Rahim Soltani (Amir Jadidi) è in prigione per un debito non saldato. La compagna Farkhondeh (Sahar Goldoost) trova una borsa piena di monete d’oro e Rahim, durante un giorno di permesso, medita di usare il denaro per ripagare parte del suo debito. Alla fine, però, decide di restituire la borsa e di ritornare in prigione. Presto la notizia del suo gesto si diffonde: Rahim viene percepito pubblicamente come un eroe, il prigioniero moralmente corretto che invece di migliorare la propria condizione individuale ha deciso di anteporre il benessere del prossimo. Sembra andare tutto bene per l’uomo, almeno finché lo scetticismo e il dubbio sulla sua storia inizieranno ad avere la meglio.

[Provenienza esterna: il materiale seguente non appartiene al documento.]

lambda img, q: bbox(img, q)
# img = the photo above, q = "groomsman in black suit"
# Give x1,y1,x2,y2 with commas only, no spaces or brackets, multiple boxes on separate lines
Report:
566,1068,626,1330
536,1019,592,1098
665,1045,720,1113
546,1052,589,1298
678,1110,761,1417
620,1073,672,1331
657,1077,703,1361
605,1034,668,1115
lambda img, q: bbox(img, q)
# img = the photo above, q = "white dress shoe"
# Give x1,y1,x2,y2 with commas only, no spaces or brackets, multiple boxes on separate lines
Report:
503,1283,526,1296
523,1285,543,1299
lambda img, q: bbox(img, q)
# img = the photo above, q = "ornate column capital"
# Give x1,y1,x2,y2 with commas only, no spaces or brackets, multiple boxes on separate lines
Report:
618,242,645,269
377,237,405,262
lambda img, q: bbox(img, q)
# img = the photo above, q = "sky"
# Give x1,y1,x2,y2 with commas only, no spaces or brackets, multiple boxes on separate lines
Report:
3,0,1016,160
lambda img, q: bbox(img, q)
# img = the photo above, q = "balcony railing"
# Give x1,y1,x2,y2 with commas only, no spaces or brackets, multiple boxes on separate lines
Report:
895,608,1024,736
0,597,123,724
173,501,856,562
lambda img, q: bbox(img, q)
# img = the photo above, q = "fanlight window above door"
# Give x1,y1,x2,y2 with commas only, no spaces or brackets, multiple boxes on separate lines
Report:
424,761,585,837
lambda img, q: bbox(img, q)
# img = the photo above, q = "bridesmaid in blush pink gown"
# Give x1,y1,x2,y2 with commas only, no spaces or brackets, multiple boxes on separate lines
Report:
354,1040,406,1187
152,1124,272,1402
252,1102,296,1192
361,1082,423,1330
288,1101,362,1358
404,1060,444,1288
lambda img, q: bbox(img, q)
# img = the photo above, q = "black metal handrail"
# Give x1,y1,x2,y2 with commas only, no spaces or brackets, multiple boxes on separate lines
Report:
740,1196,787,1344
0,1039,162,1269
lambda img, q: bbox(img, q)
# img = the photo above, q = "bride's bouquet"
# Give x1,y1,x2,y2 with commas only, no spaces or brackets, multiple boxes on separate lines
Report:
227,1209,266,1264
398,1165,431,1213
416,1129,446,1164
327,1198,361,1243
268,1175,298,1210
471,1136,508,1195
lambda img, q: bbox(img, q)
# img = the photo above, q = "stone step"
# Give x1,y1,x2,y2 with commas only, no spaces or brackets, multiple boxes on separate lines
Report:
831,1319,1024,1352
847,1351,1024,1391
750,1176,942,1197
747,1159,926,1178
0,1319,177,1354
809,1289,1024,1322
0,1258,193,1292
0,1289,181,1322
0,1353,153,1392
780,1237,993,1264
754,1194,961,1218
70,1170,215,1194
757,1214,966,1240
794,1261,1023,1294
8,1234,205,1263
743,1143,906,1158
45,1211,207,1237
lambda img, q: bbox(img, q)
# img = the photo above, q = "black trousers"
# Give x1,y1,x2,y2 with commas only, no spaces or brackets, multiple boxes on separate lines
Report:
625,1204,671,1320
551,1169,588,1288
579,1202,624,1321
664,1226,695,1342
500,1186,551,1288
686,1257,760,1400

Come in ogni dramma farhadiano, la verità viene seppellita sotto strati di diffidenza, le ingiustizie sociali si fanno opprimenti, l’apparente coltre di benevolenza e generosità nei confronti dell’altro lascia spazio all’indifferenza e al biasimo. Un eroe è un’ulteriore presa di posizione per Asghar Farhadi sullo stato della società iraniana, ma anche su processi più universali che coinvolgono i media, dalla televisione ai social, e che riguardano da vicino la cannibalizzazione del vero in favore di “nuove verità”, dai contorni sfumati, costantemente rimodulabili.
Rahim da eroe si trasforma lentamente in una nuova vittima. Ci mette anche del suo, l’uomo, incapace di gestire la pressione sociale e la progressiva delegittimazione della sua figura. Da questo punto di vista, Farhadi trasporta lo spettatore in un microcosmo ben delineato, mettendo a nudo il vissuto più intimo di Rahim, a partire dalla sua situazione familiare sino a sviscerare la natura del suo debito, passando allo stesso tempo anche dalla sua relazione segreta con Farkhondeh e dalla quotidianità carceraria.
L’incedere narrativo di Un eroe è lineare, Farhadi non raggiunge l’intensità drammatica di Una separazione e de Il cliente, ma vi è un continuo movimento interno nell’intreccio che lentamente mette a nudo le rigidità del contesto che circonda Rahim. In questo orizzonte, i media svolgono un ruolo caotico e perturbante, trasformando richieste legittime, apparentemente mosse in onore del vero, in effettive occasioni per riplasmare la realtà a proprio piacimento. E così tutto muta, i fatti cambiano, Rahim perde la sua integrità nell’atto stesso di difenderla: ormai è un eroe incompreso, un eroe che non è più tale e che, forse, non lo è mai stato nemmeno in partenza.
Per Rahim, dinanzi alle macchinazioni distorte del reale, non può che conseguire l’accettazione della propria marginalità all’interno di un contesto guidato da derive manipolatrici e truffaldine, dove il debito più importante da ripagare non è tanto quello economico, bensì quello sociale. Con Un eroe, Asghar Farhadi cerca di ritrovare un orientamento per uno sguardo che però è ormai rassegnato – pensiamo specialmente alla sequenza conclusiva del film – e spento di fronte alle trame del reale: perché, in fondo, è di trame, di rielaborazioni, di finzioni che si sopraelevano a datità concrete ciò di cui si sta parlando. La verità non conta più.